Facts About Radiation from Airport Security Screening

What to know

When flying in the United States or elsewhere, we are subject to airport security screening. Airport security screening worldwide includes the use of body-scanning units. These units can release low levels of backscatter x-ray ionizing radiation and millimeter wave non-ionizing radiation. In the United States, body scanning units use millimeter wave technology.

Body scanners using millimeter wave technology are being used in United States airports.

Exposure

The Transportation Security Administration (TSA) uses body-scanning units in airports across the United States. These body-scanning units traditionally use millimeter-wave technology.

Millimeter-wave technology uses non-ionizing radiation in the form of low-level radio waves to scan a person's body. A millimeter-wave body scanner uses two antennas that rotate around a person's body. The scanner constructs a 3-D image that resembles a fuzzy photo negative. The image is sent to a remote monitor.

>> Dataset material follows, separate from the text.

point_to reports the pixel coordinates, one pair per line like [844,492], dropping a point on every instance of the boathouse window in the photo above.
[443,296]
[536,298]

Millimeter-wave technology does not use x-rays and does not add to a person's ionizing radiation dose.

Radiation exposure from airport security screening

The United States uses millimeter-wave technology in airport security scans. This form of technology uses low-energy non-ionizing radiation that releases thousands of times less energy than a cell phone.

The U.S. Food and Drug Administration (FDA) has federal authority to set standards for machines that produce radiation, including millimeter-wave security screening systems.